In these tumor fusion cells, tumor-associated antigens advance endogenous antigen-processing pathway. Another mechanism that is used to treat patients of colorectal cancer is the use of autologous whole tumor cell lysates which are to produce the tumor-associated antigens. These dendritic cells which are packed with whole tumor cell lysates simultaneously ensure CD4 and CD8 cells are activated. The activation of these T-cells provides ample help for the maintenance and inducement of CD8+ cytotoxic T lymphocyte-associated antigens. The use of autologous T-cells expresses high synergism that ensures colorectal cancer patients are treated.
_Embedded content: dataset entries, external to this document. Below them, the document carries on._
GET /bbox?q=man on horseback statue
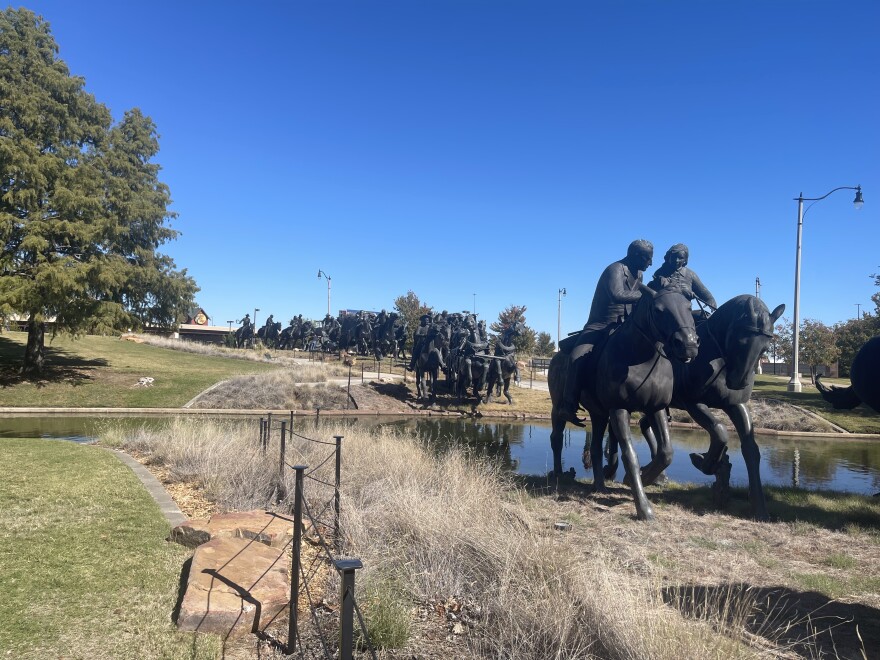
[560,239,654,427]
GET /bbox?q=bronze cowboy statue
[559,239,655,427]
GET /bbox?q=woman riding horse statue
[485,321,525,404]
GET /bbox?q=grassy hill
[0,331,278,408]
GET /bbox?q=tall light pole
[788,185,864,392]
[254,308,260,330]
[557,288,566,352]
[472,293,476,316]
[856,303,862,319]
[755,277,761,299]
[318,269,331,316]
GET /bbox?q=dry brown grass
[188,369,352,410]
[95,418,876,658]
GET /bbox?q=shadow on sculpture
[816,336,880,414]
[549,283,699,521]
[612,295,784,521]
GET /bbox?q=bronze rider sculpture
[560,239,654,427]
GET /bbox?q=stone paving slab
[177,536,290,638]
[169,510,295,549]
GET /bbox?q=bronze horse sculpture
[485,321,525,404]
[612,295,784,521]
[817,336,880,414]
[549,283,699,520]
[413,326,446,401]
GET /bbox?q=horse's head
[640,284,699,362]
[713,296,785,389]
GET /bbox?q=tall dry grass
[188,370,351,410]
[100,418,802,658]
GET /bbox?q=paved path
[110,449,186,527]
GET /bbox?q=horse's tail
[548,351,570,410]
[816,375,862,410]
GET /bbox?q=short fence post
[334,558,364,660]
[288,465,307,654]
[361,363,365,384]
[279,421,287,488]
[259,417,265,452]
[334,435,343,548]
[346,365,352,409]
[289,410,294,436]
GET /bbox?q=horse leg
[610,408,654,521]
[548,396,567,474]
[484,365,495,404]
[686,403,729,475]
[602,426,620,481]
[503,376,512,404]
[725,402,768,521]
[639,409,673,487]
[589,415,610,494]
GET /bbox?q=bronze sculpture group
[235,310,408,358]
[549,240,784,521]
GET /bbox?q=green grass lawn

DNA mismatch repair is another cancer therapy used on colorectal cancer (Kajihara et al., 2016) . It refers to a group of genes that play a vital role especially correcting and regulating genomic stability. These genes are encoded with four proteins.
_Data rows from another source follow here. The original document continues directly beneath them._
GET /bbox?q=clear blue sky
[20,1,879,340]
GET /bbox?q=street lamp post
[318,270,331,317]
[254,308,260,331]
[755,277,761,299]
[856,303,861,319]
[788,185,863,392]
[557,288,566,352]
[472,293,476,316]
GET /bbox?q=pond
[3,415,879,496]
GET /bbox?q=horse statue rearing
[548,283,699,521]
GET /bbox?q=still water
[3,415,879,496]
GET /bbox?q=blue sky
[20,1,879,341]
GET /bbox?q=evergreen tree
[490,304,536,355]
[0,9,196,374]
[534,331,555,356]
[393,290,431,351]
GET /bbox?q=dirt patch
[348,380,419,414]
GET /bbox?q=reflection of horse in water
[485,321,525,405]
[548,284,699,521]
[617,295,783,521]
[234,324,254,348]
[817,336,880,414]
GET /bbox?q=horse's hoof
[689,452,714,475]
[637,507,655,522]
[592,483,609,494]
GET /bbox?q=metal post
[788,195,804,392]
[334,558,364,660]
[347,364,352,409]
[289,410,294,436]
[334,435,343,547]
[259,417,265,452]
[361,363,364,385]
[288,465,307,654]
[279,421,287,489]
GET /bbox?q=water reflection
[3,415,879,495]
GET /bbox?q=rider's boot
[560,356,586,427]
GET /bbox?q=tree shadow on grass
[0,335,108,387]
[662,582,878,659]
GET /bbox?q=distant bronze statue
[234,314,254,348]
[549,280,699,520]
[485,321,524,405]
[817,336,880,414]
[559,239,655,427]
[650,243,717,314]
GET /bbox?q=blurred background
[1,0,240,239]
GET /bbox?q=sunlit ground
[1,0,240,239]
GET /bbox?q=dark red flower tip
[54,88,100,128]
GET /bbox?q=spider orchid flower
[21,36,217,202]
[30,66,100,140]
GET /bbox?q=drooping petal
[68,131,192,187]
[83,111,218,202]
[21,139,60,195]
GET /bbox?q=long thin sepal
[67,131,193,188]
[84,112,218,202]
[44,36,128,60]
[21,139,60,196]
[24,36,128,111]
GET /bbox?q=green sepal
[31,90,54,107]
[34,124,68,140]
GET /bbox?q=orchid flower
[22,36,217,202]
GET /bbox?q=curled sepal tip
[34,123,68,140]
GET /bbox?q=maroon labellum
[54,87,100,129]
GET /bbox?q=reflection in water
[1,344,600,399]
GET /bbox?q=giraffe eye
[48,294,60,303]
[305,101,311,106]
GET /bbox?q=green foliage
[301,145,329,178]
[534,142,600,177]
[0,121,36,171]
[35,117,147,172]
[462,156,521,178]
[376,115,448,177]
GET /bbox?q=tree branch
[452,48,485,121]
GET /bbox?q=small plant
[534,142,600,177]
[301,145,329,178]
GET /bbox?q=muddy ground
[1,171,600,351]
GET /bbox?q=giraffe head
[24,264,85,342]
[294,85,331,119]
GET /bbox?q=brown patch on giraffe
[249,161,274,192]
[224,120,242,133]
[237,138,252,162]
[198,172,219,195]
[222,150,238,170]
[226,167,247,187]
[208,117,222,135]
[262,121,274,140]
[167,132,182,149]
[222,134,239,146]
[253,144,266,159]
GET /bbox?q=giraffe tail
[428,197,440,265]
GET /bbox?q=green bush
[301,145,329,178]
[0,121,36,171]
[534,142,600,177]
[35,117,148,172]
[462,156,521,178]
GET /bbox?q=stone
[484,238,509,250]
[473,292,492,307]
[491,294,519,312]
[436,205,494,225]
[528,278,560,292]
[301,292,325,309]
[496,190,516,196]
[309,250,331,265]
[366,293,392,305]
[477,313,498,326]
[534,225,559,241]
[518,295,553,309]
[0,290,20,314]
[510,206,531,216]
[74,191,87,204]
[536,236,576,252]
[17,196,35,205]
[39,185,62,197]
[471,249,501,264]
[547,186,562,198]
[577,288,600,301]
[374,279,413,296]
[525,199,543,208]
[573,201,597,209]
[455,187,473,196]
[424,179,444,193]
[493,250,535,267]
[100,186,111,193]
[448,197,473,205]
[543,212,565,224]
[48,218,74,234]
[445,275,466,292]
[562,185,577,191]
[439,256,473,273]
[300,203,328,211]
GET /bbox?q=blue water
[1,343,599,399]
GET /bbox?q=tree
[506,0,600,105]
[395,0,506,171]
For instance, the WT1 gene contains oncogenic attributes like tumor progression, distant metastasis and also lymph node metastasis making the antigen very promising concerning immunotherapy of colorectal cancer. Due to its essential ability to regulate and maintain cancer cells characteristics. MAGE is also another antigen for cancer found in human malignancies developed as an immunotherapy strategy for patients with colorectal cancer (Kajihara et al., 2016) . Therefore, the treatment of colorectal cancer depends on various factors like the health status of patient, stage, spread, and location of cancer. The available treatment options for colorectal cancer are surgery, chemotherapy, and radiotherapy (Koido et al., 2013). Chemotherapy uses either chemical or medicine to annihilate cancer cells. Radiotherapy uses high-intensity radiations to damage and curbs the cancer cells from multiplication.
References
Kajihara, M., Takakura, K., Kanai, T., Ito, Z., Saito, K., & Takami, S. et al. (2016). Dendritic cell-based cancer immunotherapy for colorectal cancer. World Journal of Gastroenterology , 22 (17), 4275. doi: 10.3748/wjg.v22.i17.4275
Koido, S., Ohkusa, T., Homma, S., Namiki, Y., Takakura, K., Saito, K., & Arihiro, S. (2013). Immunotherapy for colorectal cancer. World journal of gastroenterology: WJG , 19 (46), 8531.
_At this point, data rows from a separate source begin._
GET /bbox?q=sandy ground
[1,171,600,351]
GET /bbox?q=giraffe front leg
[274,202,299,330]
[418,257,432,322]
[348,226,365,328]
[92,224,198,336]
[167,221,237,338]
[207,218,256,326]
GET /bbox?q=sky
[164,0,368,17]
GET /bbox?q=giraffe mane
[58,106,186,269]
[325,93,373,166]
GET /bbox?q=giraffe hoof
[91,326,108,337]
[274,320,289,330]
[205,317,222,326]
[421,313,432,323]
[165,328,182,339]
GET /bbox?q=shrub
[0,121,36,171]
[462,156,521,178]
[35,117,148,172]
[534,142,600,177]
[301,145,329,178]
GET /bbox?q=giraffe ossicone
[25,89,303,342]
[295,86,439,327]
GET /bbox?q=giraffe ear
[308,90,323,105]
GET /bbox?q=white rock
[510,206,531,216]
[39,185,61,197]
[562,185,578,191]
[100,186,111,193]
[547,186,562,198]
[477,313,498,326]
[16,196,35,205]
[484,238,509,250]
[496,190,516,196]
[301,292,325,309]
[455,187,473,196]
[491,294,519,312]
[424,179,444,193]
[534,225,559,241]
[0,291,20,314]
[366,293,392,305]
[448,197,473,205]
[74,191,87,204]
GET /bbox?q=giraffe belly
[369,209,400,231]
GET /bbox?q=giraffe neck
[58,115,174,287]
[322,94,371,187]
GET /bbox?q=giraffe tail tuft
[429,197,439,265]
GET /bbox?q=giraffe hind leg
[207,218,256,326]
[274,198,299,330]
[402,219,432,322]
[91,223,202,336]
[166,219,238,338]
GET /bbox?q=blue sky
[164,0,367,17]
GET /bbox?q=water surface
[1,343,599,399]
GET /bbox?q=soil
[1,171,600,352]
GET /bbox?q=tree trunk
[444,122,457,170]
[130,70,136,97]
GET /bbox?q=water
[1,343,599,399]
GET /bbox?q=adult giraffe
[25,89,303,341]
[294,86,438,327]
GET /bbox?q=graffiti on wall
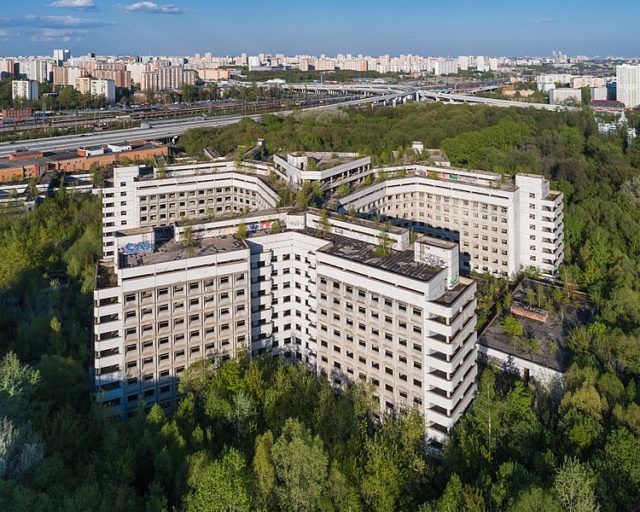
[119,241,155,255]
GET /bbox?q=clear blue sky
[0,0,638,57]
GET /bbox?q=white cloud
[30,28,89,42]
[20,15,111,27]
[49,0,97,8]
[121,2,185,14]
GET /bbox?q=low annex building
[0,141,168,183]
[94,164,478,441]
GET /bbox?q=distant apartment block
[140,66,198,92]
[570,76,606,89]
[94,63,132,89]
[535,74,572,92]
[94,166,478,440]
[197,68,233,81]
[549,88,582,105]
[53,49,70,64]
[617,64,640,109]
[52,64,84,87]
[90,79,116,103]
[11,80,39,101]
[590,86,608,101]
[337,165,564,279]
[75,77,116,103]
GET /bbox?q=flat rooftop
[136,167,275,188]
[0,156,49,169]
[96,261,118,289]
[376,169,517,193]
[285,152,364,172]
[415,233,457,250]
[175,207,287,228]
[120,235,246,268]
[316,232,441,282]
[423,149,449,163]
[478,279,593,372]
[433,280,473,307]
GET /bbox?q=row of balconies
[427,357,476,412]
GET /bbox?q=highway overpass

Patel, S. P., & Kurzrock, R. (2015). PD-L1 expression as a predictive biomarker in cancer immunotherapy. Molecular cancer therapeutics , 14 (4), 847-856.
Xiang, B., Snook, A. E., Magee, M. S., & Waldman, S. A. (2013). Colorectal cancer immunotherapy. Discovery medicine , 15 (84), 301.
Xiao, Y., & Freeman, G. J. (2015). The microsatellite instable subset of colorectal cancer is a particularly good candidate for checkpoint blockade immunotherapy. Cancer discovery , 5 (1), 16-18.